Over time liquid encapsulant will thicken. On one occasion the viscosity that was too low. What was causing the viscosity too drop? Mysteries of Science
Liquid encapsulate is designed to protect tiny electronic components often mounted onto small plug-in boards for computers. Once the liquid is applied it will harden by thermal polymerization.
Too thin and it will flow into areas causing connection problems. Too thick and it will not flow enough trapping air bubbles. Over time the material will thicken even without heat slowly curing at room temperature.
In earlier days the material was often shipped in dry ice that would last two or three days and stored in a freezer to extend shelf life. Because of the cooler storage conditions the viscosity of the encapsulates would normally increase, yet on one occasion the supplier was shocked when one customer reported a viscosity that was too low.
The temperature was ruled out as a factor and the viscometer was calibrated using standard materials. What was causing the material's viscosity to drop?
Here's the rest of the story.
The lab took a new sample from the freezer and measured the viscosity after each freeze-thaw cycle.
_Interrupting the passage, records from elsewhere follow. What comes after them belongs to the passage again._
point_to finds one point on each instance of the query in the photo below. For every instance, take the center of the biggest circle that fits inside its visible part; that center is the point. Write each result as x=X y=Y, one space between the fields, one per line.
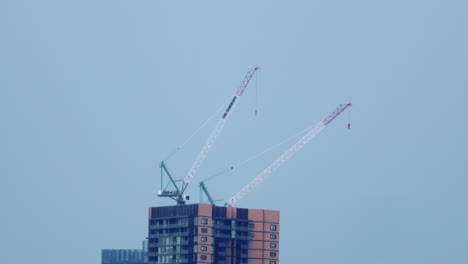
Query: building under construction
x=203 y=233
x=206 y=233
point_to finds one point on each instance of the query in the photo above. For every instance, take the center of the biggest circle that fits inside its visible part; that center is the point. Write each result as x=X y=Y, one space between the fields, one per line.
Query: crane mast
x=288 y=154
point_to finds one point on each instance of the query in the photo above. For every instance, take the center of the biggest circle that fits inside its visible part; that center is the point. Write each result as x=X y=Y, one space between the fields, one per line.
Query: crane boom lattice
x=217 y=130
x=288 y=154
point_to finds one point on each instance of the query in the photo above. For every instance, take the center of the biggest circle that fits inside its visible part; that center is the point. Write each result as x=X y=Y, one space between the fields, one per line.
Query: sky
x=94 y=94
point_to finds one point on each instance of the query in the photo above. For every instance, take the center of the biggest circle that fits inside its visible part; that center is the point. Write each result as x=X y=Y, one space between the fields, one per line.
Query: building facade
x=202 y=233
x=125 y=256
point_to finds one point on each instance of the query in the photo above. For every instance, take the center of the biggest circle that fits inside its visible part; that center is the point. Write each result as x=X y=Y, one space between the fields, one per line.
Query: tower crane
x=288 y=154
x=178 y=193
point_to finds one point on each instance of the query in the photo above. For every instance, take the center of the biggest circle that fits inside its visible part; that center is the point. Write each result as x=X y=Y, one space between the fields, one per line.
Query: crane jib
x=229 y=107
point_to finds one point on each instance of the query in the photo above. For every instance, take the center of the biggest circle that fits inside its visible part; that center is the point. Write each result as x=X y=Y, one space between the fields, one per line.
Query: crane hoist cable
x=178 y=193
x=288 y=154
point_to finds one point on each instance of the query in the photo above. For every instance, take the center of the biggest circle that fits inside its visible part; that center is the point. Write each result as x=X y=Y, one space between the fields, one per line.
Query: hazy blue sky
x=93 y=94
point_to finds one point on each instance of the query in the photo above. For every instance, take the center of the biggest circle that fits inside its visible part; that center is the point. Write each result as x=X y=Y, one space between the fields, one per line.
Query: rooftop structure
x=203 y=233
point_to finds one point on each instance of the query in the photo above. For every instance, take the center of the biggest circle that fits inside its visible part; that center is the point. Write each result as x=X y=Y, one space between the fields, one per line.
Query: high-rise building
x=125 y=256
x=202 y=233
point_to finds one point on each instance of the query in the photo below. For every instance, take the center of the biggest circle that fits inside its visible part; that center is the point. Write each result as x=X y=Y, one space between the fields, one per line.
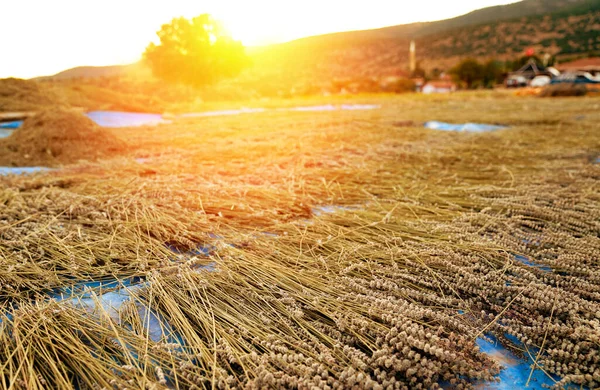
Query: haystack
x=27 y=95
x=58 y=136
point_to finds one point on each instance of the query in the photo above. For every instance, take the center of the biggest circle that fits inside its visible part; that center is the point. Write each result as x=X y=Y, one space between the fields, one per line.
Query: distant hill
x=356 y=60
x=558 y=27
x=555 y=26
x=87 y=72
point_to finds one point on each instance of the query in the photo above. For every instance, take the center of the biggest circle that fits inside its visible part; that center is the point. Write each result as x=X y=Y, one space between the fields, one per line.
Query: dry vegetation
x=55 y=136
x=389 y=292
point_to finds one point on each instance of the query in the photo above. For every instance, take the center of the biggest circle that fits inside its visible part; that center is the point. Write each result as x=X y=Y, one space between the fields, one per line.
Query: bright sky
x=43 y=37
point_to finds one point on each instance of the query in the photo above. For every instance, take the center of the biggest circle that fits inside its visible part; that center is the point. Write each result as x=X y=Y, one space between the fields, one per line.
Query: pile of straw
x=57 y=136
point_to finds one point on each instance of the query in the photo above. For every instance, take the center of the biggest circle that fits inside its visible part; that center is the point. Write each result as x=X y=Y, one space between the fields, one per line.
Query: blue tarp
x=132 y=119
x=125 y=119
x=463 y=127
x=21 y=170
x=516 y=370
x=11 y=125
x=5 y=133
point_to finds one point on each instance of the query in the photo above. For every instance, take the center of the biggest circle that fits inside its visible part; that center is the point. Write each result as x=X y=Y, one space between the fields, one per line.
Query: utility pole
x=413 y=57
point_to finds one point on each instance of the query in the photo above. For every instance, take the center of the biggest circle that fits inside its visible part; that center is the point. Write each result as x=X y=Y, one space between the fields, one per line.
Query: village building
x=439 y=86
x=530 y=71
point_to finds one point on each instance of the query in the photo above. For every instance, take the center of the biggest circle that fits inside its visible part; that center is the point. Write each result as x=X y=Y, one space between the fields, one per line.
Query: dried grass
x=58 y=136
x=390 y=293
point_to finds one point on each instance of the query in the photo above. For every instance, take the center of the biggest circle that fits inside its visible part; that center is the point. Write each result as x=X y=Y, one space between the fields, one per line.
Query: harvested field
x=323 y=249
x=58 y=136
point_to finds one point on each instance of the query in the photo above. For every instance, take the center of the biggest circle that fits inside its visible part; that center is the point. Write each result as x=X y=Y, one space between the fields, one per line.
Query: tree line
x=475 y=74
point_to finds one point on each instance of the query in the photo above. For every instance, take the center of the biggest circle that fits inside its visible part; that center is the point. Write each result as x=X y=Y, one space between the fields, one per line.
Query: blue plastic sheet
x=11 y=125
x=125 y=119
x=4 y=171
x=132 y=119
x=463 y=127
x=223 y=112
x=527 y=261
x=516 y=370
x=5 y=133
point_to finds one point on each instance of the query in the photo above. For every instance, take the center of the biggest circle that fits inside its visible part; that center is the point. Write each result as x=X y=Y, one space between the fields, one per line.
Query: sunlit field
x=301 y=249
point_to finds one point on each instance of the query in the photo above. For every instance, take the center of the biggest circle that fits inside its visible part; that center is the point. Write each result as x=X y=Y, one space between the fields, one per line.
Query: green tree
x=468 y=71
x=195 y=52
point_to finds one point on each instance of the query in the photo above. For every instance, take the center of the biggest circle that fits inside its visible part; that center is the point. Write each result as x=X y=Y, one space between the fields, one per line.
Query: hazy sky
x=43 y=37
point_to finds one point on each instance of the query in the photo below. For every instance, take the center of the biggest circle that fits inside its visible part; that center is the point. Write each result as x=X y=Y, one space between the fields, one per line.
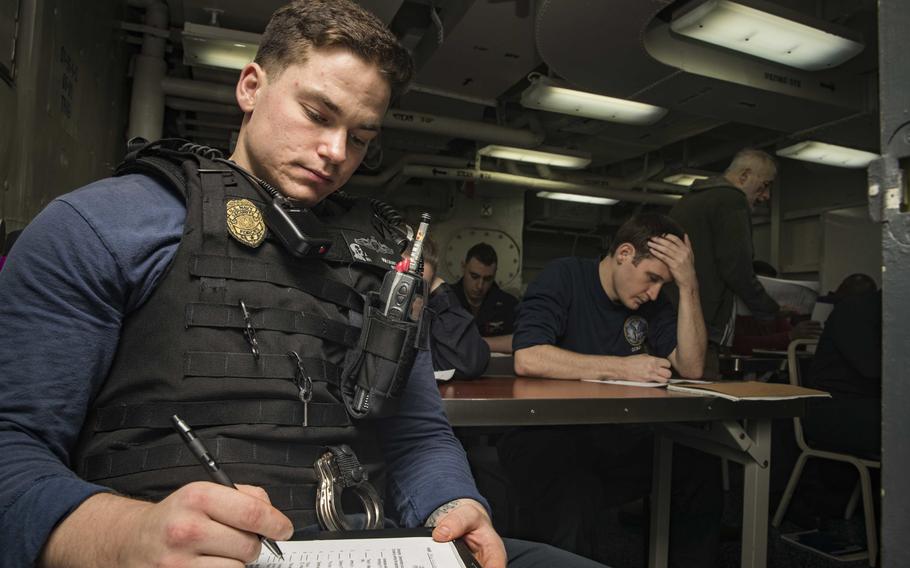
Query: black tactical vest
x=189 y=351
Sure enough, the first cycle dropped the viscosity by 10%, the next caused a 7 or 8% drop, and the third one by only a percent or two. Whatever the mechanism, freeze-thaw cycles reduced viscosity.
Since the encapsulant is highly filled with powdered materials, perhaps the freezing cycle produced better wetting of the filler, or microscopic air bubbles were forced out, or some combination. But the mechanism still remains unknown.
The manufacturing process was changed to include several freeze-thaw cycles before shipment to bring the product to a higher level of stability. But the freeze-thaw trick was also used on other products where lower viscosity was a benefit.